Operation Camilla

By: Tabitha Ormiston-Smith

“It’s all there, Tammy. I’m still going through stuff, but we’ve definitely got him on the hack. He was working on a new piece when we seized the computer. He was actually in the document. Stupid bastard had everything in a folder called godhateswhores. Talk about careless! Thinks he’s above the law, I suppose. He was down the station today, throwing his weight around and yelling. Janey was on desk, she got rid of him by threatening to book him for creating a disturbance in a public place.”

He set down his mug and stretched his arms above his head. Tammy could almost hear the crack of released tension.

“And you, you little monster. Tell you what, Tammy, Tom’s the real hero of this operation. If he hadn’t got himself locked up in that office - well, I never would have suspected Don Blackman, that’s for sure. Never in a million years.”

“What’ll happen to him?”

“Depends if we get convictions for everything, but besides the hacking charge, the OPP reckon we can get him on Obtaining a Financial Advantage by Deception.”

Tammy snorted. “That doesn’t sound like much.”

“Not much? Hey, that’s Fraud. That’s what the charge is called. Obtaining a Financial Advantage by Deception. One count of fraud for every file he’s opened up that resulted from his hacking actions. He’ll get slotted for sure.”

“Slotted. Hmmph.”

“Yeah, for a few years I reckon. Oh, and struck off, of course. A fraud conviction, well it doesn’t get much worse than that for a lawyer. Unless it’s multiple fraud convictions. Heh heh. Couldn’t happen to a nicer guy.”

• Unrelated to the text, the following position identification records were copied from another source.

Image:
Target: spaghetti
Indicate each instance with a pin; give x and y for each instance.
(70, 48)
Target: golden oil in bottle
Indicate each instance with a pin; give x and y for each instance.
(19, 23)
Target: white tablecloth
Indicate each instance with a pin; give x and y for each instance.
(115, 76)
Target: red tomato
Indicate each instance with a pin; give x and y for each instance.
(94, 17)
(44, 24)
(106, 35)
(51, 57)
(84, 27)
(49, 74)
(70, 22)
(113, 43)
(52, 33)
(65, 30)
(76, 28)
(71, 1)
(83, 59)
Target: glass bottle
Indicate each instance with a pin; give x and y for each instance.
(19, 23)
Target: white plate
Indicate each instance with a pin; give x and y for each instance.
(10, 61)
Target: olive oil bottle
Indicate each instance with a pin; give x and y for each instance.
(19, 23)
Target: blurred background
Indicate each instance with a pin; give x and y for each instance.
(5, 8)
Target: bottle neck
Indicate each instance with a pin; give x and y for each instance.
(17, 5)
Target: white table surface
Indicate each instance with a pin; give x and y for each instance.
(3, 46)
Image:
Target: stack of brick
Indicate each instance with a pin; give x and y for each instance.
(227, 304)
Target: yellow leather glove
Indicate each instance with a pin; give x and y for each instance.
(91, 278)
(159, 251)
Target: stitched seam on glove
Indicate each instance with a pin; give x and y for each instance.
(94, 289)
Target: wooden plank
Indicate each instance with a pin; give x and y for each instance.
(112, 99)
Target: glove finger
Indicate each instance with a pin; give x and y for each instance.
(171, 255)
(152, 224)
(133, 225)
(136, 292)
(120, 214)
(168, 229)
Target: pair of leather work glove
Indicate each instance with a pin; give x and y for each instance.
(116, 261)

“You really don’t like him, do you? Apart from being a crook.”

“Well, put it this way, he’s not the first person I think of when I’m making up my Christmas list. God, you should have heard him getting stuck into his poor little secretary when we were coming up the path, you could hear it right out in the street. Anyway,” he went on, moving Tom to the other side of the sofa, “I reckon we have more important things to discuss, Ms Norman.”


It had all turned out for the best, Tammy told herself, switching off the sander and arching her back. The belt sander was hell to use, but she was determined to do it herself. After weeks of searching online, she’d finally found a product that would do the bedroom floor white - not pure white like the walls, but very pale, anyway. She imagined how the room would look, with furniture and curtains. Soft, gauzy white curtains, drifting in a warm breeze. All white on the bed, of course. And that bed... a queen size, she reckoned. Big enough to fit a tired cop and a small black cat. Tom would provide just the right note of contrast in the white room.

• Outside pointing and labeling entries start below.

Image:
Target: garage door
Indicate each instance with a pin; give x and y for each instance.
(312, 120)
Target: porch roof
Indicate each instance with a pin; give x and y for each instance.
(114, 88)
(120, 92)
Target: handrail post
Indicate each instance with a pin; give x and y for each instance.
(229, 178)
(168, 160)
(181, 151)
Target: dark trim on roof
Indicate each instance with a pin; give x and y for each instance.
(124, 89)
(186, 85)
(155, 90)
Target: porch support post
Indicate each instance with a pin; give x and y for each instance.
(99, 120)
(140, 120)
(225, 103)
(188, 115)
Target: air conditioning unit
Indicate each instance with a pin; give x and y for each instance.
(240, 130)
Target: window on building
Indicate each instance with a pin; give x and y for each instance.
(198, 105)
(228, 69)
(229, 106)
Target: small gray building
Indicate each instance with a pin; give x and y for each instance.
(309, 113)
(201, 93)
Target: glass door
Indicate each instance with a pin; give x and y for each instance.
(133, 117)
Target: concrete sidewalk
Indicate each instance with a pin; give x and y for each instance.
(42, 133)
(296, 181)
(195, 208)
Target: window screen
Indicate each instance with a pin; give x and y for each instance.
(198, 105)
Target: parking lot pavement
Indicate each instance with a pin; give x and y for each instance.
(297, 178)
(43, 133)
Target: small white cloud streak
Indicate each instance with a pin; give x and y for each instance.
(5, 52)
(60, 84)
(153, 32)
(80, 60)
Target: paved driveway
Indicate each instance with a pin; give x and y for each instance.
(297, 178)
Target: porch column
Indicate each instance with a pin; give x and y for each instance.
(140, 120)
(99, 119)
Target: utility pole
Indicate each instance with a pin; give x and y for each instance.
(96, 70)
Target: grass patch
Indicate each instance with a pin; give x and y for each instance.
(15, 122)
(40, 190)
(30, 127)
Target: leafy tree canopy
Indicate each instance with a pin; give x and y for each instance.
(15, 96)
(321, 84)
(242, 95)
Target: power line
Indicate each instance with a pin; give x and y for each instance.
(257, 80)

Those tortured weeks when she’d planned to break up with Ben seemed very far away now. How could she have been so stupid? She could only put it down to some kind of hormonal upset. Or a virus, perhaps. She sighed, thinking how hard she must have been to live with. But it was all in the past now.

Tom, hearing the quiet, came winding into the room, his tail waving in graceful question marks above his back, his mouth opening in a silent mew.

“Whattya reckon, Tom? Look good?”

It would do, he seemed to say. He jumped onto her lap and stood up, rubbing his face against her nose, the diamond collar scratching her chin.

“It’ll do, I reckon,” said Tammy. “For now.”